Finally, inquiries of a physiological nature into the reflex action of the body, and especially into general and specific sensibility, and sensibility to pain, and into reflex action under external agencies, conducted with the aid of instruments which record the results, have shown abnormal conditions, all tending to physical insensibility, deep-seated and more or less absolute, but incontestably different in kind from that which obtains amongst the average men of the same social classes.
These are organic conditions, it must be at once affirmed, which account as nothing else can for the undeniable fact of the hereditary transmission of tendencies to crime, as well as of predisposition to insanity, to suicide, and to other forms of degeneration.

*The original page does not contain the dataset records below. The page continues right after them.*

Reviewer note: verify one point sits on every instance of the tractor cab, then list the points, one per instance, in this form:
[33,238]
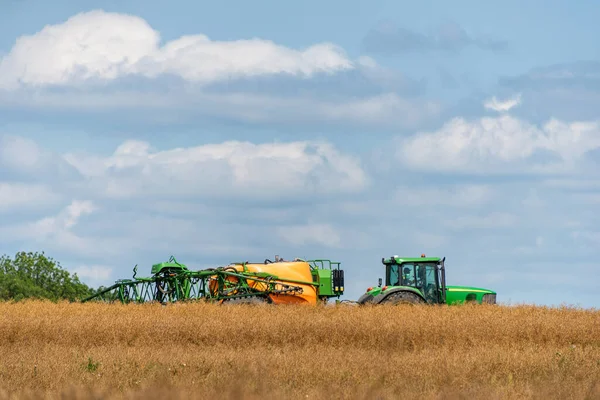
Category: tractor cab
[410,279]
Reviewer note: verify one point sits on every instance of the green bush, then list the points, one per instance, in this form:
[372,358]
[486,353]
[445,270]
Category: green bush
[33,275]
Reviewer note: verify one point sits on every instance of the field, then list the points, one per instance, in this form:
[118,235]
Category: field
[97,351]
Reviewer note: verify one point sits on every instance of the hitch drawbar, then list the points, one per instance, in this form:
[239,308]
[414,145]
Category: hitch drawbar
[338,280]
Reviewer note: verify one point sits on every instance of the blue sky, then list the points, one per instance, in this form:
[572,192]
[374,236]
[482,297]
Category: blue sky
[227,131]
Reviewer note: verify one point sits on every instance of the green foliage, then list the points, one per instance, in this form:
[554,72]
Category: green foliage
[33,275]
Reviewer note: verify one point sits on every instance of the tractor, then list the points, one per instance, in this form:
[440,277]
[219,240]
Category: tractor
[421,280]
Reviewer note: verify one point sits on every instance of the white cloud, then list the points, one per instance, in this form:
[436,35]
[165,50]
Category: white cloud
[56,230]
[502,105]
[269,170]
[19,195]
[492,220]
[503,143]
[462,195]
[104,46]
[94,273]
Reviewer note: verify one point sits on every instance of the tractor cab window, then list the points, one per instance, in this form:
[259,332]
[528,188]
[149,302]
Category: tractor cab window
[427,281]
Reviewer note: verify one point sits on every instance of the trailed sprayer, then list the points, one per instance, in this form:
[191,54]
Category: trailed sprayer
[277,282]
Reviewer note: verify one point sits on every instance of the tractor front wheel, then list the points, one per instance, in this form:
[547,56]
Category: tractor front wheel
[402,298]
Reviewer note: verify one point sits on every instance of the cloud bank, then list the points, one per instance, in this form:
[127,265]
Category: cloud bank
[103,46]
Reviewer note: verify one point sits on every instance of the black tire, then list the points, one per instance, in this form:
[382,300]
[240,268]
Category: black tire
[365,299]
[398,298]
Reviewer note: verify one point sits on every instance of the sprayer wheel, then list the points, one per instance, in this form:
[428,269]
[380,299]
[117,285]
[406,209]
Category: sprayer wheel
[402,298]
[246,300]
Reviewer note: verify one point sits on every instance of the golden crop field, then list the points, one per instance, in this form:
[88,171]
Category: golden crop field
[97,351]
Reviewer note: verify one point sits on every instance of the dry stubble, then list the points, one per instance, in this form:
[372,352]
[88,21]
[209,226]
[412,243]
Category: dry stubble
[199,350]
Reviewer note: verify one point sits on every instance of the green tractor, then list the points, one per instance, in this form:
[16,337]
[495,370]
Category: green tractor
[421,280]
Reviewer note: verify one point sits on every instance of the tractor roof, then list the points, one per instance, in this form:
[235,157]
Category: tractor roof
[400,260]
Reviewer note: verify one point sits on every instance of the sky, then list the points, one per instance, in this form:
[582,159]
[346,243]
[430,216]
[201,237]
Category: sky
[227,131]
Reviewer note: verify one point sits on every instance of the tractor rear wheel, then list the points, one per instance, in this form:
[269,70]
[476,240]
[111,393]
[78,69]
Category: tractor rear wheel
[246,300]
[402,298]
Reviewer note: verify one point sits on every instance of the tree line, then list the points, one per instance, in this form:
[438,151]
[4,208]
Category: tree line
[32,275]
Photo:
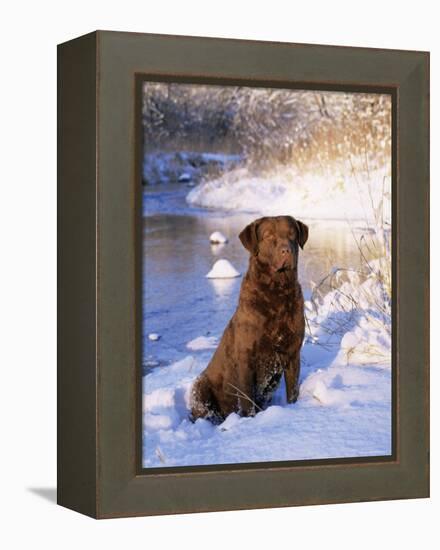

The second division of criminal anthropology, which is by far the more important, with a more direct influence upon criminal sociology, is the psychological study of the criminal. This recognition of its greater importance does not prevent our critics from concentrating their attack upon the organic characterisation of criminals, in oblivion of the psychological characterisation, which even in Lombroso's book occupies the larger part of the text.[4]
[4] A recent example of this infatuation amongst one-sided, and therefore ineffectual critics is the work of Colajanni, ``Socialism and Criminal Sociology,'' Catania, 1889. In the first volume, which is devoted to criminal anthropology, out of four hundred pages of argumentative criticism (which does not prevent the author from taking our most fundamental conclusions on the anthropological classification of criminals, and on crime, as phenomena of psychical atavism), there are only six pages, 227- 232, for the criticism of psychological types.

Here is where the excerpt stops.